Editor: Yuichi Iino1

In the interests of transparency, eLife publishes the most substantive revision requests and the accompanying author responses.

Acceptance summary:

In this manuscript, the authors looked at prey capture behaviors (eye convergence and tail flick) of zebrafish larvae in a virtual reality environment while at the same time they observed the neuronal activity of the brain. Importantly, they focused on the effect of previous experience on the prey capture performance and its neuronal correlates. They compared fish fed live paramecia (experienced) and fish fed fish flakes (naïve), the former of which showed higher response to live paramecia. As a result, authors found the correlate of learning-dependent improvement of prey capture in the brain, and propose a new idea of forebrain involvement in the reflex-like behavior in larval zebrafish. All three major concerns by the reviewers were addressed by additional experiments and textual revisions, supporting and strengthening authors' conclusions.
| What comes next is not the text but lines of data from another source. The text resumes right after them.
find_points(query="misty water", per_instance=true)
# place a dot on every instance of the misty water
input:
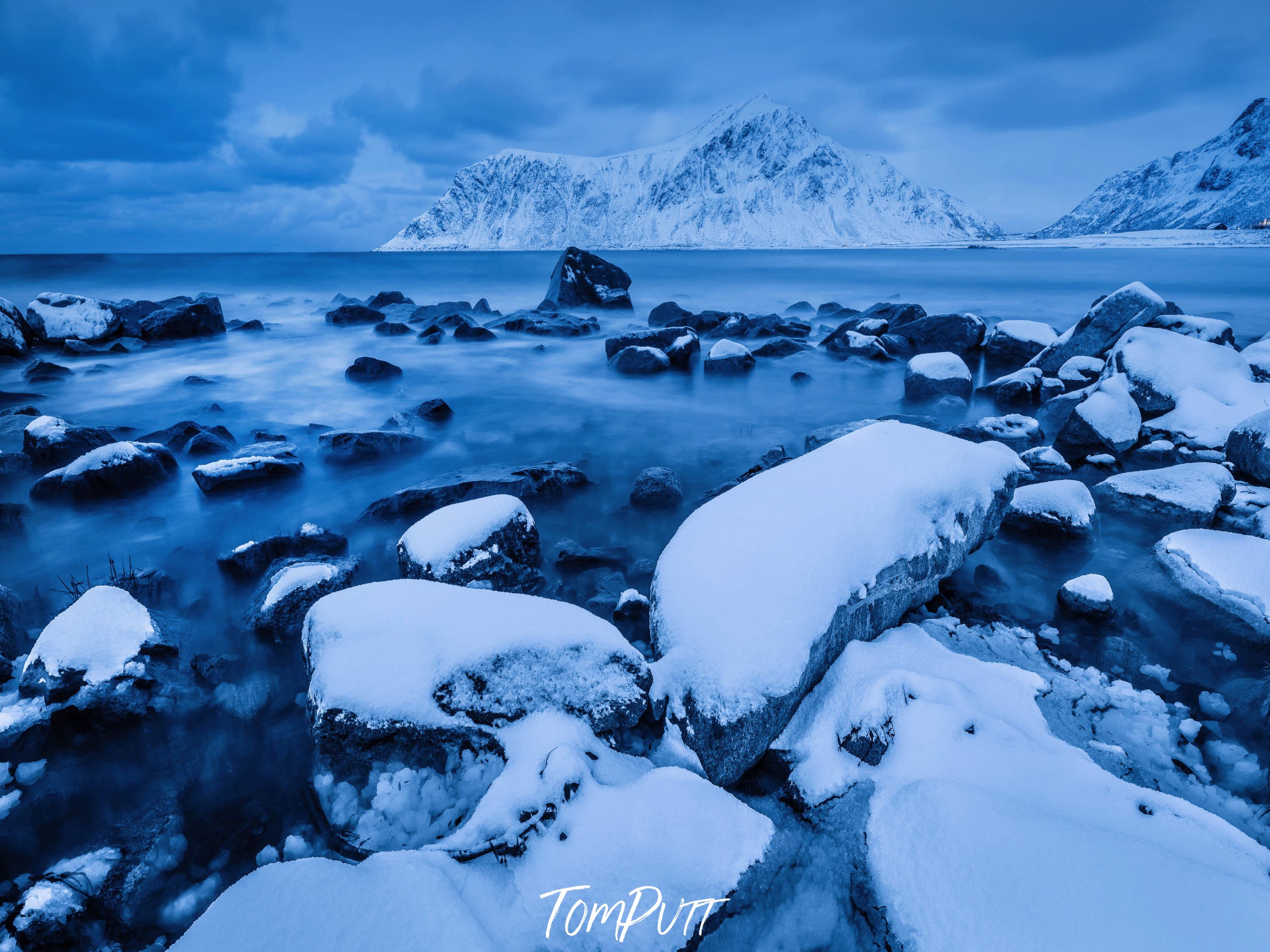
(241, 784)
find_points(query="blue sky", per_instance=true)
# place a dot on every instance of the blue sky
(276, 125)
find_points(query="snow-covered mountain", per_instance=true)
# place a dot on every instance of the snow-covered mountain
(752, 176)
(1223, 182)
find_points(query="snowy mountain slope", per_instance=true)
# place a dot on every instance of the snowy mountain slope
(752, 176)
(1226, 181)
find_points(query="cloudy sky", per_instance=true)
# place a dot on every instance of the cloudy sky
(322, 125)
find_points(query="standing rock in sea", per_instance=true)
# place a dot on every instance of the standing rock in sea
(584, 280)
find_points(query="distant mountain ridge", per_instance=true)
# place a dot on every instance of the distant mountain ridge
(752, 176)
(1223, 182)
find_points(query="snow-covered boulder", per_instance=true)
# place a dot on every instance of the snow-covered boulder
(361, 446)
(758, 592)
(1107, 422)
(1062, 507)
(582, 280)
(248, 560)
(1248, 447)
(96, 649)
(1227, 571)
(728, 357)
(54, 317)
(491, 540)
(252, 465)
(16, 334)
(113, 470)
(51, 441)
(982, 829)
(1174, 498)
(291, 587)
(1089, 596)
(549, 479)
(930, 376)
(413, 669)
(1101, 327)
(1015, 343)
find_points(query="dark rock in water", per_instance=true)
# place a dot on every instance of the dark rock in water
(557, 326)
(549, 479)
(389, 298)
(113, 470)
(51, 441)
(291, 587)
(251, 559)
(347, 315)
(1248, 447)
(369, 369)
(667, 314)
(640, 361)
(360, 446)
(467, 332)
(781, 347)
(45, 371)
(571, 559)
(657, 488)
(584, 280)
(201, 318)
(390, 331)
(952, 333)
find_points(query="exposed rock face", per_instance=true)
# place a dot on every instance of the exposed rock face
(584, 280)
(1223, 182)
(752, 176)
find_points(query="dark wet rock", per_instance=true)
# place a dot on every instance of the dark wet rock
(351, 314)
(657, 488)
(366, 370)
(781, 347)
(251, 559)
(465, 332)
(291, 587)
(51, 441)
(1248, 449)
(200, 318)
(390, 329)
(640, 361)
(45, 371)
(542, 480)
(584, 280)
(360, 446)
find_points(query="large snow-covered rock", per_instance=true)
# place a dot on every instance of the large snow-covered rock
(1228, 571)
(54, 317)
(491, 540)
(985, 831)
(113, 470)
(1176, 497)
(411, 669)
(752, 176)
(1101, 327)
(1223, 182)
(761, 587)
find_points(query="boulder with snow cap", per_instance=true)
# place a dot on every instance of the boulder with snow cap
(51, 441)
(757, 593)
(113, 470)
(582, 280)
(1101, 327)
(492, 540)
(291, 587)
(728, 357)
(930, 376)
(1173, 498)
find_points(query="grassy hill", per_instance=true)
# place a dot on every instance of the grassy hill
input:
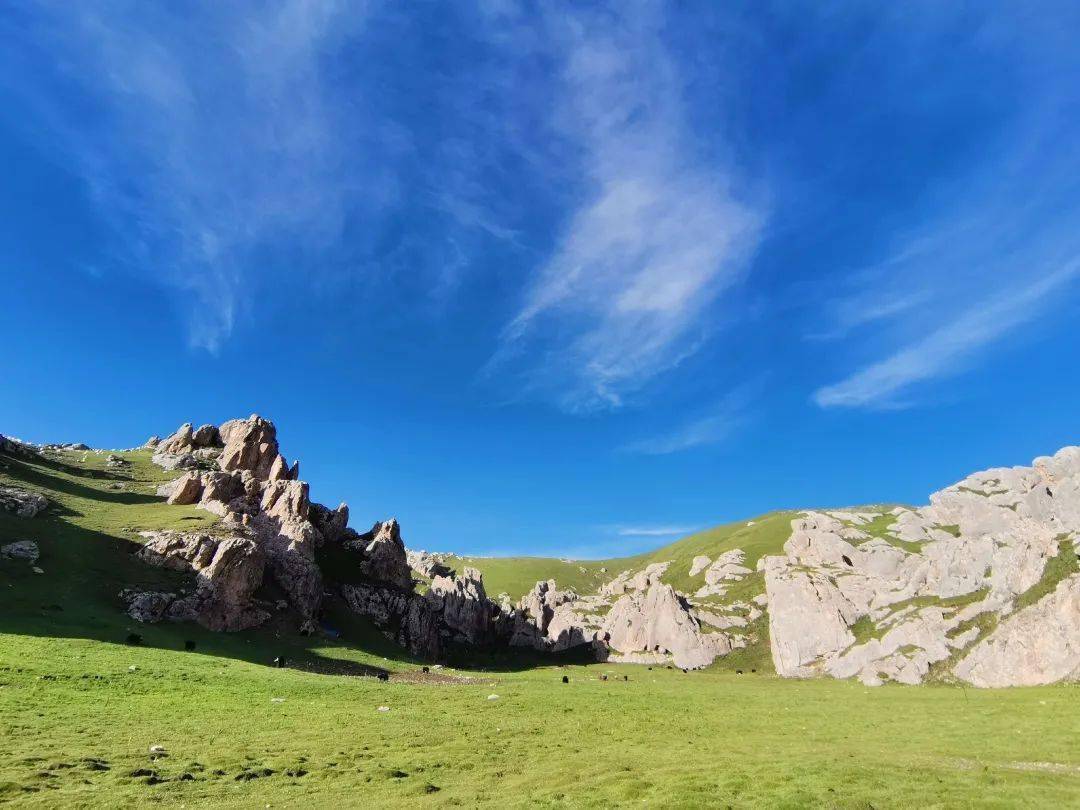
(79, 709)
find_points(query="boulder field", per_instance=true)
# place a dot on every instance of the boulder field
(981, 585)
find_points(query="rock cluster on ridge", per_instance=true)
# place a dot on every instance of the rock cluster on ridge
(960, 589)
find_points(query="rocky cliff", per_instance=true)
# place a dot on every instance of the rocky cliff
(981, 585)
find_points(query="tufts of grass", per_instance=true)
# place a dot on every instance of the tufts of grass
(1065, 564)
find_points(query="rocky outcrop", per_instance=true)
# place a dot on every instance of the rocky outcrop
(659, 622)
(228, 571)
(385, 558)
(405, 618)
(466, 613)
(253, 490)
(427, 565)
(26, 550)
(1038, 645)
(22, 502)
(894, 605)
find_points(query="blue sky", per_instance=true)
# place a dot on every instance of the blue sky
(555, 279)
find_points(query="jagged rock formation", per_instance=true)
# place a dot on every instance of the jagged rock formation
(957, 589)
(228, 572)
(930, 588)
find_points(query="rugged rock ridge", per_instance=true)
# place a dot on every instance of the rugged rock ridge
(962, 588)
(936, 586)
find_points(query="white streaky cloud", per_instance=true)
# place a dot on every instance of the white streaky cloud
(944, 351)
(653, 530)
(656, 240)
(212, 138)
(715, 427)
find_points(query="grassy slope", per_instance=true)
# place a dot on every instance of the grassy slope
(67, 697)
(518, 575)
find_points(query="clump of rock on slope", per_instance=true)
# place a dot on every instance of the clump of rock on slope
(962, 588)
(271, 528)
(937, 586)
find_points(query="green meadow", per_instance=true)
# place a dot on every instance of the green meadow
(80, 707)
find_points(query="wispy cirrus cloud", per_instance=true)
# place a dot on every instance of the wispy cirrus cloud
(203, 137)
(653, 530)
(716, 426)
(659, 234)
(945, 351)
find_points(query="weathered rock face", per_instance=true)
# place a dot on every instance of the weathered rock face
(383, 554)
(21, 550)
(466, 613)
(252, 444)
(22, 502)
(1038, 645)
(427, 565)
(253, 491)
(919, 588)
(406, 618)
(659, 622)
(228, 571)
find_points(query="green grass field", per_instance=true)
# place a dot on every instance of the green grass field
(77, 720)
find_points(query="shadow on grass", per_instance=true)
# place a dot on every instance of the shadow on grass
(36, 475)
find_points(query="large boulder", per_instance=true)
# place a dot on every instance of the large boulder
(331, 524)
(228, 572)
(26, 550)
(385, 558)
(1038, 645)
(406, 618)
(22, 502)
(186, 489)
(251, 444)
(658, 621)
(466, 613)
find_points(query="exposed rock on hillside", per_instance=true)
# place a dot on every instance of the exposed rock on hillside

Decision letter after peer review:

Thank you for submitting your article "Experience, circuit dynamics and forebrain recruitment in larval zebrafish prey capture" for consideration by eLife. Your article has been reviewed by three peer reviewers, and the evaluation has been overseen by a Reviewing Editor and K VijayRaghavan as the Senior Editor. The reviewers have opted to remain anonymous.

The reviewers have discussed the reviews with one another and the Reviewing Editor has drafted this decision to help you prepare a revised submission.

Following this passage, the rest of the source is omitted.